Trade promotion is a key activity in every marketing plan. It is aimed at increasing sales in the short term by employing promotion schemes which effectively increases the customer awareness of the business and its products. The response of consumers to trade promotions is not straight forward and is the subject of much debate. Non-linear models exist to simulate the response. Using MMM we can understand the impact of trade promotion at generating incremental volumes. It is possible to obtain an estimate of the volume generated per promotion event in each of the different retail outlets by region. This way we can identify the most and least effective trade channels. If detailed spend information is available we can compare the Return on Investment of various trade activities like Every Day Low Price, Off-Shelf Display. We can use this information to optimize the trade plan by choosing the most effective trade channels and targeting the most effective promotion activity.
Price increases of the brand impact the sales volume negatively. This effect can be captured through modeling the price in MMM. The model provides the price elasticity of the brand which tells us the percentage change in the sales for each percentage change in price. Using this, the marketing manager can evaluate the impact of a price change decision.
For the element of distribution, we can know how the volume will move by changing distribution efforts or, in other words, by each percentage shift in the width or the depth of distribution. This can be identified specifically for each channel and even for each kind of outlet for off-take sales. In view of these insights, the distribution efforts can be prioritized for each channel or store-type to get the maximum out of the same. A recent study of a laundry brand showed that the incremental volume through 1% more presence in a neighborhood Kirana store is 180% greater than that through 1% more presence in a supermarket. Based upon the cost of such efforts, managers identified the right channel to invest more for distribution.

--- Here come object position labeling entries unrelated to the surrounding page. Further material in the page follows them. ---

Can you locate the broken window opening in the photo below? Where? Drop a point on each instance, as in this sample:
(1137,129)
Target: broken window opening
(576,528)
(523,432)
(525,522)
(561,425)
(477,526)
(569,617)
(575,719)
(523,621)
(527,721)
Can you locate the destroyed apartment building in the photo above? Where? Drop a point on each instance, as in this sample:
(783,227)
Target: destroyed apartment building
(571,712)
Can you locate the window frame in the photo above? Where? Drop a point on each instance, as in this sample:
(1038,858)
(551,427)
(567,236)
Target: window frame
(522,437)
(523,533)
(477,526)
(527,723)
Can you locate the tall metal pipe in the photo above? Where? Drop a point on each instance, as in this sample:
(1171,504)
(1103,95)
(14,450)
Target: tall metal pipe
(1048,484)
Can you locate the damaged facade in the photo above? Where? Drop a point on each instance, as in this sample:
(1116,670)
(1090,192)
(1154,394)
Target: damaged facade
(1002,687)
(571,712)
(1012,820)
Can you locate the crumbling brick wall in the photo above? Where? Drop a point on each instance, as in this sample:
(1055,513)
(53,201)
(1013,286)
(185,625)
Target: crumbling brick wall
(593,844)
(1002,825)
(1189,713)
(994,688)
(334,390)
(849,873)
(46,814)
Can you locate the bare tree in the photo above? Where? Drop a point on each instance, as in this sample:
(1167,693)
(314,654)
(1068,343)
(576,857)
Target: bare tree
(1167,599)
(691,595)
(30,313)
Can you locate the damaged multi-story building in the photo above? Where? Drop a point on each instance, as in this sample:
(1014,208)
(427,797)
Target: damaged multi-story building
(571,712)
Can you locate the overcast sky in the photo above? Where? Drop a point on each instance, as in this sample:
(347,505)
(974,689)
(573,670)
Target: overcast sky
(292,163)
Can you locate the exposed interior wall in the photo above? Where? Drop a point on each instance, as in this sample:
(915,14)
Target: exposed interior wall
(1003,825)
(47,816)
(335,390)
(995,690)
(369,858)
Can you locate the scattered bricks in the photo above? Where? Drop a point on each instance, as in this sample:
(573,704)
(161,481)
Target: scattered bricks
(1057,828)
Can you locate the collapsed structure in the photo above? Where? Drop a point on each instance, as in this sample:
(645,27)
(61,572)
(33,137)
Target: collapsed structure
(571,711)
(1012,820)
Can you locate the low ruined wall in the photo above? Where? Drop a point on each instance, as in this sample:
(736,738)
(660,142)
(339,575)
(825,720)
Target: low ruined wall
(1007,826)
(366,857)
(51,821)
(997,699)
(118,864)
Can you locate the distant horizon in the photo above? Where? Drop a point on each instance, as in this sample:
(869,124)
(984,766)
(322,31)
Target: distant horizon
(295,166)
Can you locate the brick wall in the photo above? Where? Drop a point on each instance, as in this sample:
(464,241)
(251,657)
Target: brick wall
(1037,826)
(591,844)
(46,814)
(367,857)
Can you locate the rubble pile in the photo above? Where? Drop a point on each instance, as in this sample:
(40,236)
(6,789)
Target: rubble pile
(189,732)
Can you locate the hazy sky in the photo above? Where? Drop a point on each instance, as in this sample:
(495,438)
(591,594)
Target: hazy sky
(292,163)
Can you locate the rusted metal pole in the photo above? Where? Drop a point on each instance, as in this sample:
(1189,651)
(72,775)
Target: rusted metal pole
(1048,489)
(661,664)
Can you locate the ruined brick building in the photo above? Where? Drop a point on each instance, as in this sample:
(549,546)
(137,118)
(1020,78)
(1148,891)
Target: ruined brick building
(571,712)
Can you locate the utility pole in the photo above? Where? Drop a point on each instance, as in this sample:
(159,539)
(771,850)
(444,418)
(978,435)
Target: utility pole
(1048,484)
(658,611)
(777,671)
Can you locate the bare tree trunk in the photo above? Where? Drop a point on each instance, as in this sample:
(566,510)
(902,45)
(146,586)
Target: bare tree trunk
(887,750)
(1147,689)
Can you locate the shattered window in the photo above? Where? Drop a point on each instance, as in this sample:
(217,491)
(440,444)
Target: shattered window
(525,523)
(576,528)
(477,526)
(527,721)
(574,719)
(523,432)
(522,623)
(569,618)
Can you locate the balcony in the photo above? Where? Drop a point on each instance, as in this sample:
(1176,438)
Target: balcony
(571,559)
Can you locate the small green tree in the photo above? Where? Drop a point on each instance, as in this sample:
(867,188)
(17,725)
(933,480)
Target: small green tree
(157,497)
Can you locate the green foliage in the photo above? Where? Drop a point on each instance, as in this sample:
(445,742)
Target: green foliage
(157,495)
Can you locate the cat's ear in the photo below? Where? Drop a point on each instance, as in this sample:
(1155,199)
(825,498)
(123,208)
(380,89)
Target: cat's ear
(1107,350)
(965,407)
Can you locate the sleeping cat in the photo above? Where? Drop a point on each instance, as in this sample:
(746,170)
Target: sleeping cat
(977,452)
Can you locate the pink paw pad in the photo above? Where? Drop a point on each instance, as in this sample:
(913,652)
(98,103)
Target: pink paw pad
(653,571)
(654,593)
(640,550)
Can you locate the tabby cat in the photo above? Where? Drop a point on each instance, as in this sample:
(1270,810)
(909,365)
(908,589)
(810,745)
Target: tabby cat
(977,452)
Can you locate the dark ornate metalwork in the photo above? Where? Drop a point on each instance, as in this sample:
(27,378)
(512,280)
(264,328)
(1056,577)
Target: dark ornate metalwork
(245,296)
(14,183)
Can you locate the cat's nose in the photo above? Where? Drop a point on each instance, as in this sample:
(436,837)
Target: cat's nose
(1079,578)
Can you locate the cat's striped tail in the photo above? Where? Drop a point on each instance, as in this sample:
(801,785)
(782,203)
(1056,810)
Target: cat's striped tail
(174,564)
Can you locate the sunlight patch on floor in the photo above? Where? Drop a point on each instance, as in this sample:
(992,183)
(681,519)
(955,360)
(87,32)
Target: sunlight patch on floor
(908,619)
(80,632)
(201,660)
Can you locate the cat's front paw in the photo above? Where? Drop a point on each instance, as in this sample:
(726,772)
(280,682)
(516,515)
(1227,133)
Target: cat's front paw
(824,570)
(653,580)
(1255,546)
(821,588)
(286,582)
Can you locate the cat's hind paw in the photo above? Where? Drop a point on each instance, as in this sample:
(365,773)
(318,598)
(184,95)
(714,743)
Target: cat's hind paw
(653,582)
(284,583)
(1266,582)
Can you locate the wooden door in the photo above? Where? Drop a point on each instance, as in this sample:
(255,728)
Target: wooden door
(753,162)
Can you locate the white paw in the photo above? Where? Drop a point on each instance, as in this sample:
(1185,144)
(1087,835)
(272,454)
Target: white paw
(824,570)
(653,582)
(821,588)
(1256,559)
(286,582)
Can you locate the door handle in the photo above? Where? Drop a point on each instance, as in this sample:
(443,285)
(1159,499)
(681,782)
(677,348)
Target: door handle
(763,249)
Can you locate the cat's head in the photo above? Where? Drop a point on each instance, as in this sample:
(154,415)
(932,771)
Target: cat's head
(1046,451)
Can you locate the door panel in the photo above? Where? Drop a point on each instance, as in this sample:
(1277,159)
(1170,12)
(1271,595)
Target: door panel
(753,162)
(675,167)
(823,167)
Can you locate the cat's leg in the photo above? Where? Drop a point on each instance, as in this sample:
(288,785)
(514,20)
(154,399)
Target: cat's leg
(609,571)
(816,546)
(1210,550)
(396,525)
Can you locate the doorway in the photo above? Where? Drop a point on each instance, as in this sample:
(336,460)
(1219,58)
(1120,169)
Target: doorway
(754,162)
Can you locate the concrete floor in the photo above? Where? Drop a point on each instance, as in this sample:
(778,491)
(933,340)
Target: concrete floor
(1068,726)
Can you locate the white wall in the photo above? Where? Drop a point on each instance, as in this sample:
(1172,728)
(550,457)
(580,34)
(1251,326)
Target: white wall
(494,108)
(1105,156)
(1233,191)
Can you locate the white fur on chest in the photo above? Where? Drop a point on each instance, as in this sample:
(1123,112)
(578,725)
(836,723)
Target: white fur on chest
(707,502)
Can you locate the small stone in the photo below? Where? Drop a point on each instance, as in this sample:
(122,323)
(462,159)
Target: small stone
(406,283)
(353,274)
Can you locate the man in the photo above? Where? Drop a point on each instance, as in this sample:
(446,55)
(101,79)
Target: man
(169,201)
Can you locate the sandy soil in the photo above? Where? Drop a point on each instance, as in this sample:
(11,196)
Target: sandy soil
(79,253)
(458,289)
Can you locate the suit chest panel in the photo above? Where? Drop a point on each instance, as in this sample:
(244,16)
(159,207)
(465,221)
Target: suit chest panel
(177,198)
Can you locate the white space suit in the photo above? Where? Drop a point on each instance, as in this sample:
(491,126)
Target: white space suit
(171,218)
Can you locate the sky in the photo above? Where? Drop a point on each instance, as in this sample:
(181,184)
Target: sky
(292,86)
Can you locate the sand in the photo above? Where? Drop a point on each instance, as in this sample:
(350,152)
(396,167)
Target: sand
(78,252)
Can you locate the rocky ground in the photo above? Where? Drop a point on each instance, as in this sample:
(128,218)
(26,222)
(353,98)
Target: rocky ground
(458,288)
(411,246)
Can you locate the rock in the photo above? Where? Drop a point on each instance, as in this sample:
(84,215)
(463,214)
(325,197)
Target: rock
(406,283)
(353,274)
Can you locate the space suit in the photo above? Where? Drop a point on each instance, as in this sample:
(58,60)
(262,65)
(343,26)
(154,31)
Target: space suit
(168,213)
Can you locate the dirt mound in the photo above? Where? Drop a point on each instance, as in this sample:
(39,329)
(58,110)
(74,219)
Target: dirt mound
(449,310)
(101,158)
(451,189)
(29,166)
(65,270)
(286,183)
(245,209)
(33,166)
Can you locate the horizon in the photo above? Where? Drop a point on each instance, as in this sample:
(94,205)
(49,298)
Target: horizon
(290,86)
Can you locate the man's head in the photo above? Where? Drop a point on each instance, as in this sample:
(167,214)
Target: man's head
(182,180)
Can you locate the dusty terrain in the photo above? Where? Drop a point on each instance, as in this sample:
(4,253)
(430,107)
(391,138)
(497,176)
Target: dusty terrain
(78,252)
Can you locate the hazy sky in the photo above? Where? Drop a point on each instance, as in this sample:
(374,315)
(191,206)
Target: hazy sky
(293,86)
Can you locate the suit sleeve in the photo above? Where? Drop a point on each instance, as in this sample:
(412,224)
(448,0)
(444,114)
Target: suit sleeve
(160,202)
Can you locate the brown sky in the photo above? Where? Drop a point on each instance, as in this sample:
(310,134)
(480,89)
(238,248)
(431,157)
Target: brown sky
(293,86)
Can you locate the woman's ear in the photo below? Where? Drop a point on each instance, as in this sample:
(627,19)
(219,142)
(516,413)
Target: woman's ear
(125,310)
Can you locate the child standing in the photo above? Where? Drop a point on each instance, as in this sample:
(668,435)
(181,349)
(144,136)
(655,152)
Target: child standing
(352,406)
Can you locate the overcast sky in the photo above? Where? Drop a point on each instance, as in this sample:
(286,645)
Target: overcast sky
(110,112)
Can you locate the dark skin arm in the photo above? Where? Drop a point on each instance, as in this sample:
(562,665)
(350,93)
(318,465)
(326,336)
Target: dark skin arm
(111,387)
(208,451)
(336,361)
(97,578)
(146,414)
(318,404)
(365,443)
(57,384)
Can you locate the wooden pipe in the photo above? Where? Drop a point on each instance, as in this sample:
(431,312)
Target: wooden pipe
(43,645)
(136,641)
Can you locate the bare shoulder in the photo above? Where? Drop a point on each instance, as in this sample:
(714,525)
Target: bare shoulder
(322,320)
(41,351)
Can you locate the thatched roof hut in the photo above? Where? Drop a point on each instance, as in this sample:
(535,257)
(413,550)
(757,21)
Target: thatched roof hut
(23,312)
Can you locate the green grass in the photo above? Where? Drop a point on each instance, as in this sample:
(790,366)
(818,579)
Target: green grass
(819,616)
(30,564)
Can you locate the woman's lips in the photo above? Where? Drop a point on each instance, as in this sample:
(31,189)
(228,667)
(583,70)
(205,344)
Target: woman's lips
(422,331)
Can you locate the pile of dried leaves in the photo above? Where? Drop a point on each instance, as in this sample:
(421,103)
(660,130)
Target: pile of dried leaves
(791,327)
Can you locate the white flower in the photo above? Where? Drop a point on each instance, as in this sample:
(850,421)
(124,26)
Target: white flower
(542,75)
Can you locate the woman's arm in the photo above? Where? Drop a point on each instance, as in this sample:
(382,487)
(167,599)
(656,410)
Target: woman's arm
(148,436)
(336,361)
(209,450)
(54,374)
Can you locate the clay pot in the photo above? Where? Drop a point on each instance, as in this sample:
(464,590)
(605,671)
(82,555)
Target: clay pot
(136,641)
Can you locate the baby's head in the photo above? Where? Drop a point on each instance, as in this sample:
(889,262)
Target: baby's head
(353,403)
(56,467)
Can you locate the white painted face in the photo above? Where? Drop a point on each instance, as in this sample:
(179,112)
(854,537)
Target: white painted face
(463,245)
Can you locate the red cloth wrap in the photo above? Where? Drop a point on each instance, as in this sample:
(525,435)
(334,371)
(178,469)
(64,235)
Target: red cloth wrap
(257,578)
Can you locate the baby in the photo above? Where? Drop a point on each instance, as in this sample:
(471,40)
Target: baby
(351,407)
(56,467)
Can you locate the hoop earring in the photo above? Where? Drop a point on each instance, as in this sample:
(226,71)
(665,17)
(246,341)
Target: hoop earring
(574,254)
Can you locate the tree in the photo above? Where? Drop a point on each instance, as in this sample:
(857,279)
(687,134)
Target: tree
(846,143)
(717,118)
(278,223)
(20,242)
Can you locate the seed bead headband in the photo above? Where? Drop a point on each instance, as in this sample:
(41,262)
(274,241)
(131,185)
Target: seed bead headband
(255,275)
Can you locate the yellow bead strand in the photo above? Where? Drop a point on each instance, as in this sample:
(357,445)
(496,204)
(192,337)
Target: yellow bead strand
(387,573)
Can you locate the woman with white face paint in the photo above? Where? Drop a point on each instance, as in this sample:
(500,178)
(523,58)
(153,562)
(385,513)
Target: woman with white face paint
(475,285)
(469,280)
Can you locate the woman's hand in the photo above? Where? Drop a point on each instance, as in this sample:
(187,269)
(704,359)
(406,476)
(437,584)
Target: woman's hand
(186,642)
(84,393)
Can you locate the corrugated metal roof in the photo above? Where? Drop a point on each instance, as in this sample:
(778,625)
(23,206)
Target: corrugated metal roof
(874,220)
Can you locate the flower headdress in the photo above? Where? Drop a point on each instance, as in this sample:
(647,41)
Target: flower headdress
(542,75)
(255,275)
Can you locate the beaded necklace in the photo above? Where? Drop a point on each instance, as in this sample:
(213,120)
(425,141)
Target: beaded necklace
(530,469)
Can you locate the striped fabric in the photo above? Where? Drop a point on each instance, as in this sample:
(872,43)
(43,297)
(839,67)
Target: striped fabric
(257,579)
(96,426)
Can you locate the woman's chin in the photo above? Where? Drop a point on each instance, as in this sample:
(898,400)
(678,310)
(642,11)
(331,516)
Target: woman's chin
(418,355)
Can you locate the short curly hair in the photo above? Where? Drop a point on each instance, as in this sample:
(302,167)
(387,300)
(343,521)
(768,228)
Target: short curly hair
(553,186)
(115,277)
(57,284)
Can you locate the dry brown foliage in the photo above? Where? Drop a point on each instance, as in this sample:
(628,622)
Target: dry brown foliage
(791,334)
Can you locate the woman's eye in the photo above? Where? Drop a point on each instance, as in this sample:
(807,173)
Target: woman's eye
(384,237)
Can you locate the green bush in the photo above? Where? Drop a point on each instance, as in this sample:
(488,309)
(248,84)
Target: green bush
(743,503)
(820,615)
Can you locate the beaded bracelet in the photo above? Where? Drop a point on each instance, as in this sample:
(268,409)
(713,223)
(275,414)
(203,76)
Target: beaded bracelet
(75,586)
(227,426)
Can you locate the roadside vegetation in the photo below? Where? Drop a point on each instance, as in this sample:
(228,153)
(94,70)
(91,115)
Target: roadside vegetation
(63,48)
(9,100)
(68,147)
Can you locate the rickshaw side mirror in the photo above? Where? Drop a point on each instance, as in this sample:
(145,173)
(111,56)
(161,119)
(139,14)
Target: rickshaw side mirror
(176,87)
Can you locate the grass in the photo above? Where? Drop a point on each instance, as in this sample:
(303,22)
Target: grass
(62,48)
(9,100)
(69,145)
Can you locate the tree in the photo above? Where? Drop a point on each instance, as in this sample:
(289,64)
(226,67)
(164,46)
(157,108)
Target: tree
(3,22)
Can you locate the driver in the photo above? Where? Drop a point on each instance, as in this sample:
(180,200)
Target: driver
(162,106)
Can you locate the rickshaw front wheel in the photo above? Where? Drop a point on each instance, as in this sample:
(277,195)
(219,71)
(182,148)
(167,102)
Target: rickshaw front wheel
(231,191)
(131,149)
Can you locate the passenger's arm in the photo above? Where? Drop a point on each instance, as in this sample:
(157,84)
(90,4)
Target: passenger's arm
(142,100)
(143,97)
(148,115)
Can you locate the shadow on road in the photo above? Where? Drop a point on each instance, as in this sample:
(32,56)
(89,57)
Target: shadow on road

When a new product is launched, the associated publicity and promotions typically results in higher volume generation than expected. This extra volume cannot be completely captured in the model using the existing variables. Often special variables to capture this incremental effect of launches are used. The combined contribution of these variables and that of the marketing effort associated with the launch will give the total launch contribution. Different launches can be compared by calculating their effectiveness and ROI.
The impact of competition on the brand sales is captured by creating the competition variables accordingly. The variables are created from the marketing activities of the competition like television advertising, trade promotions, product launches etc. The results from the model can be used to identify the biggest threat to own brand sales from competition. The cross-price elasticity and the cross-promotional elasticity can be used to devise appropriate response to competition tactics. A successful competitive campaign can be analyzed to learn valuable lesson for the own brand. television & Broadcasting: the application of MMM can also be applied in the broadcast media. Broadcasters may want to know what determine whether a particular will be sponsored. This could depend on the presenter attributes, the content, and the time the program is aired. these will therefore form the independent variables in our quest to design a program salability function. Program salabibility is a function of the presenter attributes, the program content and the time the program is aired.